Nasal Injury Car Accident Atlantic Highlands NJ 07716
Seat belts and airbags have dramatically reduced the number people who break their nose by hitting their face on the dashboard, but that doesn’t mean the safety devices have eliminated nose injuries during a car accident.
In fact, airbags provide a lot of cushioning, but because they have to expand at such a rapid pace, they often cause a fair amount of nasal fractures. Today, we take a closer look at the signs, symptoms and treatment options for nasal fractures in a car accident. Nasal injury car accident Atlantic Highlands NJ 07716.
Nose Fracture Symptoms Atlantic Highlands NJ 07716
Some nasal fractures are easy to diagnose, but others aren’t so easy. Here are some common symptoms of nose fractures:
- Pain to the touch or while breathing
- Bruising around the nose or eyes
- Swelling or tenderness around the nose
- Deformed, disjointed, or crooked nose
- Blockage in one of both of the nostrils
If you are experiencing any of these symptoms, consider visiting an injury specialist. If you don’t, more problems can arise. Here are some common complications from a broken nose:
- Permanent damage to the tissues and structures in the nose
- An infection in the nose, sinuses or bones in the face
- Deformation or perforation of the septum
- Meningitis or even a brain abscess
Treatment of a Broken Nose Atlantic Highlands NJ 07716
Treatment of a simple nasal fracture is pretty straightforward. If the bone is still in place, you can usually get by with just pain medications and nasal decongestants. Depending on where the break occurs, you may need a nasal splint.
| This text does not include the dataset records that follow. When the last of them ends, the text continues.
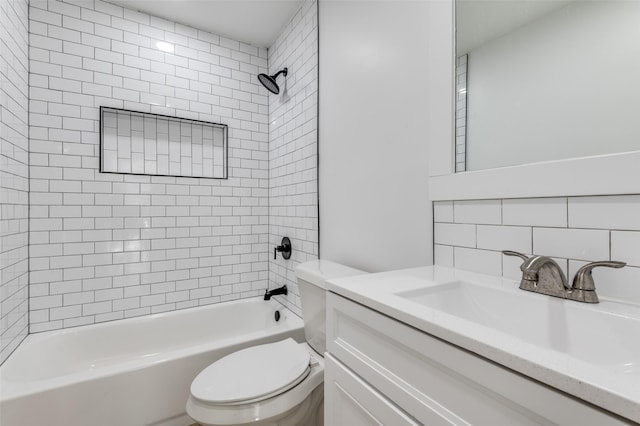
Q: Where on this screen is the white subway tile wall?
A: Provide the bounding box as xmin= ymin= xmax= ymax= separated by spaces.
xmin=0 ymin=0 xmax=29 ymax=364
xmin=433 ymin=195 xmax=640 ymax=303
xmin=455 ymin=55 xmax=469 ymax=172
xmin=269 ymin=0 xmax=318 ymax=314
xmin=29 ymin=0 xmax=280 ymax=332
Nasal injury car accident Atlantic Highlands NJ 07716.
Now, if the nose is out of place, treatment is a little more extensive. Once the swelling resides – typically withing 2-3 days, but swelling could last longer than 7 days – your doctor will set the nose back into place. Once the nose is set your doctor may insert nasal packing and apply a splint. Antibiotics may be prescribed if your doctor thinks there’s a chance of infection. Your doctor will likely recheck your nose and remove the packing after a few days.
If your nose is severely out of place, or there is an issue with your nose that needs special attention, surgery may be required. This typically occurs 3-7 days after the injury, unless it needs to be addressed earlier. A specialized nose surgeon will preform the procedure, and he’ll likely send you home with antibiotics and pain medications.
Nose injuries often occur during play, sports, accidents, fights, and falls. Pain, swelling, and bruising are common, even with minor injuries. Home treatment can usually help relieve your symptoms.
It may be hard to tell if your nose is broken. Swelling can make your nose look crooked even if it is not broken. When the swelling goes down after a few days, it is easier to tell if your nose is really crooked. Most doctors prefer to check an injured nose soon after the swelling has gone down. Sometimes, testing may be needed, such as an X-ray or computed tomography (CT) scan of the head, if other facial injuries or fractures are suspected. See a picture of a broken nose . Nasal injury car accident Atlantic Highlands NJ 07716.
Whether or not your nose is broken, a nose injury is more serious when:
- You have a nosebleed that you can't stop. See how to stop a nosebleed .
- The skin of your nose is cut or punctured, especially if you think your nose may be broken. This increases your risk of infection.
- A blood clot forms in the tissue that separates the nostrils (septum). This can create a hole (perforation) in the septum or cause the bridge of the nose to collapse (saddle nose deformity).
- You think the injury may have been caused by abuse. Physical abuse often causes bruises, burns, fractures, head injuries, and other injuries. If you suspect abuse, seek help. You can call a local child or adult protective services agency, the police, a spiritual adviser, or a health professional such as a doctor, nurse, or counselor.
- You have persistent drainage from one or both nostrils. This may be caused by cerebrospinal fluid (CSF) draining from the brain into the nose (CSF rhinorrhea) and can occur after a head injury or after surgery on the nose or ears. There is a chance you may get a CSF infection, such as meningitis, which can affect the nervous system and be life-threatening.
Most broken noses heal without problems. When problems develop, they can include:
- A change in the size or shape of the nose, or a crooked or bent nose. Multiple nose injuries, especially during childhood, increase the risk of damage to the tissues and structures in the nose. This can cause long-term problems.
- Trouble breathing or nasal stuffiness.
- An infection of the nose, sinuses , or bones in the face.
- An abnormality in the tissue that separates the nostrils (deviated nasal septum ).
- A hole (perforation) in the septum.
- Severe infection, such as meningitis or a brain abscess, or other CSF infection.